Jewish Opposition to Circumcision: A Brief History
While Jewish critics have arisen in modern times, brit milah is still widely practiced.
This brief article sets the stage for more in-depth exploration of debates about brit milah (circumcision) in the Jewish world. Among the questions contemporary critics raise about circumcision are whether it is traumatic, whether it is necessary, whether it would be better chosen in adulthood than imposed in infanthood, and whether it perpetuates sexism. Responses include a focus on the commanded nature and power of the ritual, medical defenses of the practice, and the creation of parallel rituals for girls. But first, the briefest of summaries.
Excerpted with permission from The Jewish Religion: A Companion, Oxford University Press.
In the early days of the Reform movement, some of the Reformers advocated the abolition of circumcision, protesting that the rite was too particularistic and too cruel to be retained, since the Reformers did not believe that it had divine sanction. The [19th-century German] Reform leader Abraham Geiger notoriously described circumcision in a private reference as "a barbaric, bloody act, which fills the father with fear."
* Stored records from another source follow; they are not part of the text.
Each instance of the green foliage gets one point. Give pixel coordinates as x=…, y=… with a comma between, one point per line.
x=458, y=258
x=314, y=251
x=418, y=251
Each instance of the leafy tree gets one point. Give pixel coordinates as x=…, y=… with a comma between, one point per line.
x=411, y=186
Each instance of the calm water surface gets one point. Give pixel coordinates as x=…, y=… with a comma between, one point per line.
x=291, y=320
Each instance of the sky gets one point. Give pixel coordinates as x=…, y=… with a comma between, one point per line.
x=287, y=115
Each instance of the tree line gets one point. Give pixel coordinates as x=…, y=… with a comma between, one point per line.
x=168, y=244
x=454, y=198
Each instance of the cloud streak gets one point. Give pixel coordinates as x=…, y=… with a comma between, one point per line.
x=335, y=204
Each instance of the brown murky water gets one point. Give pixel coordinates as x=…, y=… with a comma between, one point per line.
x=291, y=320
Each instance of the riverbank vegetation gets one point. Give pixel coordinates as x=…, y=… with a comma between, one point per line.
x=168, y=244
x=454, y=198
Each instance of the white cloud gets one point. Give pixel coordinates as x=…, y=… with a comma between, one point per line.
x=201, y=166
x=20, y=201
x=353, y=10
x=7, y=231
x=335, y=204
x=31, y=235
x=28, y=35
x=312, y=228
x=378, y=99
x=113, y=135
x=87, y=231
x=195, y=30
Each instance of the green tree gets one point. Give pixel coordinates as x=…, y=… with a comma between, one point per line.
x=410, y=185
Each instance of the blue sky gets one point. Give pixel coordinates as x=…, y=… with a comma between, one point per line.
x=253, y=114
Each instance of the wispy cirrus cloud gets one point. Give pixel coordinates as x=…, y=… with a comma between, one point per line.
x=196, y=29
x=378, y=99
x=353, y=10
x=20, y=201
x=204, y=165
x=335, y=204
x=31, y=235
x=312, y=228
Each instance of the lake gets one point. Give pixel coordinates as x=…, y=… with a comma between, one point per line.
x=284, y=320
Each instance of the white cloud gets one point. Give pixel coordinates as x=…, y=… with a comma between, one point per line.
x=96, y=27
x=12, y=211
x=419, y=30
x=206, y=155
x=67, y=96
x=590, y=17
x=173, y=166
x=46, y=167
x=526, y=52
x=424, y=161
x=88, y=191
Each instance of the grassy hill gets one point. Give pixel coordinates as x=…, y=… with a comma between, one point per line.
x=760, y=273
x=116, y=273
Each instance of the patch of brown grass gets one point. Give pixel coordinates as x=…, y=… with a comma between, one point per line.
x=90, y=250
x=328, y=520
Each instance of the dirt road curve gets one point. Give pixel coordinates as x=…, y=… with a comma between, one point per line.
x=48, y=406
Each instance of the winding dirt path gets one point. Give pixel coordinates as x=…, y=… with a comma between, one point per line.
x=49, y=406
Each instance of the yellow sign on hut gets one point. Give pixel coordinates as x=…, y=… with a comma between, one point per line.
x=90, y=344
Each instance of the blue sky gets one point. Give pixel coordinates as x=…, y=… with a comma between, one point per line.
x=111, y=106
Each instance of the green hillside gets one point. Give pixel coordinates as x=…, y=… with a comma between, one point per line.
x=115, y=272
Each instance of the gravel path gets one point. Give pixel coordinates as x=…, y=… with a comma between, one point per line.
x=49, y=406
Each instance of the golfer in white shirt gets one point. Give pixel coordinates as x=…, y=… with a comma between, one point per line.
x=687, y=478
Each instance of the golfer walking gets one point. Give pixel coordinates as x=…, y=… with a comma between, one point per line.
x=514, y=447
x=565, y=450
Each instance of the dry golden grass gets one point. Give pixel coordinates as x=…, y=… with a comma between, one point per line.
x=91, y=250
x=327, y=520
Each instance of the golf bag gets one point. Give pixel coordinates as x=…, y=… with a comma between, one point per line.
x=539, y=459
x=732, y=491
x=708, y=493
But today [virtually] all faithful Jews--Reform, Conservative, Orthodox [and others]--do have their sons circumcised, among other reasons because contemporary Reform Jews are less suspicious of particularism than were their 19th-century predecessors at a time when the call of the age was so strongly universalistic. Some Reform and Conservative congregations have devised ceremonies for a daughter to correspond to the circumcision ceremony of the son. (One of the reasons for early Reform opposition was that there was no equivalent for a Jewish girl.)
Although in more recent years a few voices have been raised in opposition to circumcision because of the alleged harmful psychological effect it may have on the infant, very few Jews take this objection sufficiently seriously even to think of abolishing a rite of such importance to Judaism.